Until now, the choice of platform has often been limited to Application-Specific
Integrated Circuits (ASICs), due to their best-of-breed performance and power
consumption. The economies of scale possible with these high-volume markets have
traditionally been able to hide the high Non-Recurring Engineering (NRE) costs
required for designing and fabricating new ASICs. However, with the NREs and
design time escalating with each generation of mobile applications, this practice may
be reaching its limit.
Designers today are looking at programmable solutions, so that they can respond
more rapidly to changes in the market and spread costs over several generations of
mobile applications. However, there have been few feasible alternatives to ASICs:
Digital Signals Processors (DSPs) and microprocessors cannot meet the throughput
requirements, whereas Field-Programmable Gate Arrays (FPGAs) require too much
area and power.
Coarse-grained dynamically reconfigurable architectures offer better solutions for
high throughput applications, when power and area considerations are taken into
account. One promising example is the Reconfigurable Instruction Cell Array
(RICA). RICA consists of an array of cells with an interconnect that can be
dynamically reconfigured on every cycle. This allows quite complex datapaths to be
rendered onto the fabric and executed in a single configuration - making these
architectures particularly suitable to stream processing. Furthermore, RICA can be
programmed from C, making it a good fit with existing design methodologies.

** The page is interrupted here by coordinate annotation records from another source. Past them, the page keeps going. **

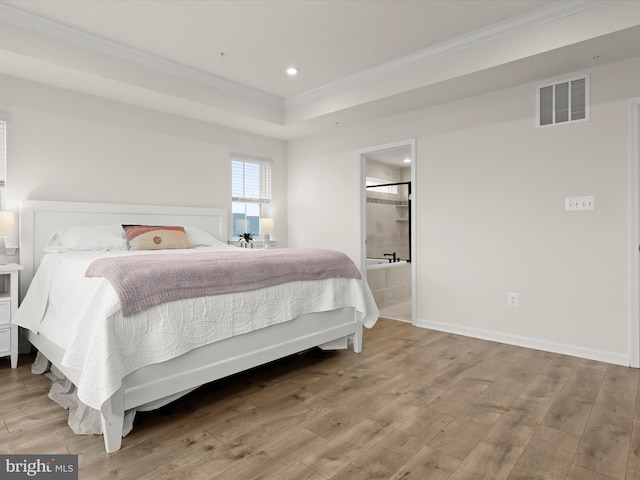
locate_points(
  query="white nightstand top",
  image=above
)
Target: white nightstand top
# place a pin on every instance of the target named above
(10, 267)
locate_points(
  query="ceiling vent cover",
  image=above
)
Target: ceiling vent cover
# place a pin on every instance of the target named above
(563, 102)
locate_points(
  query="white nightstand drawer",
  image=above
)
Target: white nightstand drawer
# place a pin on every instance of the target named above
(5, 340)
(5, 313)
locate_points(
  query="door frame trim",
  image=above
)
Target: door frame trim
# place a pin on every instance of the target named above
(634, 234)
(411, 143)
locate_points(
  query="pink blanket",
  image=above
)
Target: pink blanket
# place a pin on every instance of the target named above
(143, 281)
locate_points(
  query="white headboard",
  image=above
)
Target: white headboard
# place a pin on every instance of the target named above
(39, 220)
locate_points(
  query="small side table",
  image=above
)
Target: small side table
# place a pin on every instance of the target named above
(8, 306)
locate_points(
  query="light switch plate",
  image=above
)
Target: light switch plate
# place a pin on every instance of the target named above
(579, 204)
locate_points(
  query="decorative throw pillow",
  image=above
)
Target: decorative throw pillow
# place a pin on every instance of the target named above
(88, 237)
(149, 237)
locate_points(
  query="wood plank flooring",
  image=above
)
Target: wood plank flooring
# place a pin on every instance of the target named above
(415, 404)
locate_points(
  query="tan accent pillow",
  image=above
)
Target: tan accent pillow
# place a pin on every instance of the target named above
(149, 237)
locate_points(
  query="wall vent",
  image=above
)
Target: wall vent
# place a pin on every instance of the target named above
(563, 102)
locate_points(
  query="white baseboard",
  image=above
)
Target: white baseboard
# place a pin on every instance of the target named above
(537, 344)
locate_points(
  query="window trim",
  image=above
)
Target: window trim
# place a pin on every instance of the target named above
(264, 199)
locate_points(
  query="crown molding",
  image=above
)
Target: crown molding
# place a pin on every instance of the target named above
(77, 37)
(542, 15)
(494, 31)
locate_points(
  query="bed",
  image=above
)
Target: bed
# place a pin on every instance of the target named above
(139, 361)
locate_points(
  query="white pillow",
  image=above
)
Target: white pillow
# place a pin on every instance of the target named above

However the RICA architecture has a drawback: poor scalability in terms of area and
power. As the core gets bigger, the number of sequential elements in the array must
be increased significantly to maintain the ability to achieve high throughputs through
pipelining. As a result, a larger clock tree is required to synchronise the increased
number of sequential elements. The clock tree therefore takes up a larger percentage
of the area and power consumption of the core.
This thesis presents a novel Dynamically Reconfigurable Asynchronous Processor
(DRAP), aimed at high-throughput mobile applications. DRAP is based on the RICA
architecture, but uses asynchronous design techniques - methods of designing digital
systems without clocks. The absence of a global clock signal makes DRAP more
scalable in terms of power and area overhead than its synchronous counterpart.
The DRAP architecture maintains most of the benefits of custom asynchronous
design, whilst also providing programmability via conventional high-level languages.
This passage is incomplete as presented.